Dietary barcoding analysis can also clearly provide useful information on identification of prey species and dietary diversity. In many cases, it is the only viable method for generating species-level information on the prey consumed. Measurements of the stable isotope ratios of carbon (δ13C) and particularly nitrogen (δ15N) are often used to provide trophic-level information about consumers in marine food webs, but they cannot identify prey at species level especially when potential prey have similar isotope signatures (Inger and Bearhop 2008). For seabirds, stomach flushing and morphological identification of prey remains can provide species-level information, but the invasive and laborious nature of the procedure usually precludes the approach in contemporary diet studies. A previous study of little penguin diet in southeast Australia recovered stomach contents from 1,669 birds over a 3 year period (1985–1988) and identified roughly 34 fish prey (Cullen et al. 1992). Our data from faeces of wild penguins identified 24 fish prey in 100 faecal samples collected over a 2 month period. While it is difficult to compare these studies directly, the relatively high fish diversity in our DNA pilot study indicates that the range of the penguins’ diet could be captured through dietary barcoding. The primacy of anchovy in both the stomach content and DNA datasets, and the overlap in the other fish prey identified in the two studies, further indicate that dietary barcoding would be suitable for future less-invasive dietary monitoring. Our results from the analysis of captive penguins’ faeces show that DNA was recovered from prey consumed before the birds were brought into captivity. This means prey DNA is detectable for at least 4 days after ingestion, considerably longer than the 48 h detection period for prey DNA observed in pinnipeds (Deagle et al. 2005; Casper et al. 2007). This extended period of detection means that DNA from prey captured throughout most little penguin foraging trips during breeding will be present in their faeces when they return to land (Chiaradia and Nisbet 2006).

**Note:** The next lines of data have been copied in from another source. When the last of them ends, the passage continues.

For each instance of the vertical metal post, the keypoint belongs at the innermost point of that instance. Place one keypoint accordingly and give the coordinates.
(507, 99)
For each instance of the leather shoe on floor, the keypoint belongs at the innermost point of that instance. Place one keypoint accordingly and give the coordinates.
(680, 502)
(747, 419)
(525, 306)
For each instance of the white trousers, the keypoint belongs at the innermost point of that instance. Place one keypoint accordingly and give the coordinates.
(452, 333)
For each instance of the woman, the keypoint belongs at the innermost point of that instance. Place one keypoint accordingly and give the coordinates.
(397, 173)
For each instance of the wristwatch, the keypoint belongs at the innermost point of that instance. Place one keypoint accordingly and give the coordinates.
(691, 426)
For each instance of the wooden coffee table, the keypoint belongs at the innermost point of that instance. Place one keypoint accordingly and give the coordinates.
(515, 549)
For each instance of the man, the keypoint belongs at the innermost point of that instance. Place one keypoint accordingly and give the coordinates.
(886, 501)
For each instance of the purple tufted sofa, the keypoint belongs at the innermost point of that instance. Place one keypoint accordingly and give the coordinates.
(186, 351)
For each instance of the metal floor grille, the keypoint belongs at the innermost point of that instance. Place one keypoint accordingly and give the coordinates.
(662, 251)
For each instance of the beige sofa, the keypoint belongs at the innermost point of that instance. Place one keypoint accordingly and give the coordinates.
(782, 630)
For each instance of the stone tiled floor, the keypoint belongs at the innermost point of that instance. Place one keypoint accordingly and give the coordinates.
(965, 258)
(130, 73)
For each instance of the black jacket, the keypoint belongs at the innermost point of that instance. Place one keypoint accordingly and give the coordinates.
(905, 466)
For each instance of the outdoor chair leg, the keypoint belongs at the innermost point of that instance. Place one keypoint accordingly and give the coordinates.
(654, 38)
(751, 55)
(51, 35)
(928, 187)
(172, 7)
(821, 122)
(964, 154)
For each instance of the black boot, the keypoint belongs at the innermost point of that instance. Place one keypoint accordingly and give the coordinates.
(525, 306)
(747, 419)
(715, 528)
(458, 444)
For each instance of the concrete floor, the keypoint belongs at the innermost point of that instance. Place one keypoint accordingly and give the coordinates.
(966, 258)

Overall, the current study indicates that DNA barcoding is a promising approach for documenting the diet of seabirds. The challenge now will be moving from the exemplar studies that have been carried out so far to more broad application of the methods. With current high-throughput sequencing technology, it is possible to carry out detailed analysis of the large number of samples typically examined in ecological studies. However, it is important to point out that these PCR-based analyses are limited absolutely by the specificity of PCR primers employed. The continued development of reliable, conserved primer sets amplifying DNA from a range of food species is critical. Ideally multiple primer sets with overlapping specificity should be employed, such as in our analysis of the field collected little penguin faeces. This allows comparisons of results generated by different PCR primer sets, providing a useful control. Of course, the development of complementary DNA barcoding databases to allow identification of recovered sequences is also important. If the limitations of DNA-based analysis are kept in mind, and diet estimates are given realistically wide confidence intervals, then semi-quantitative interpretations of dietary barcoding data can be justified. This is particularly true if studies are comparative (e.g. documenting spatial or temporal variation in diet) and a similar range of dietary species are being consumed within each sample. Further captive feeding trials are likely to be the best approach for refining this potentially powerful method of diet analysis. This will provide further confidence in field-collected data and allow the method to be applied to address significant ecological questions.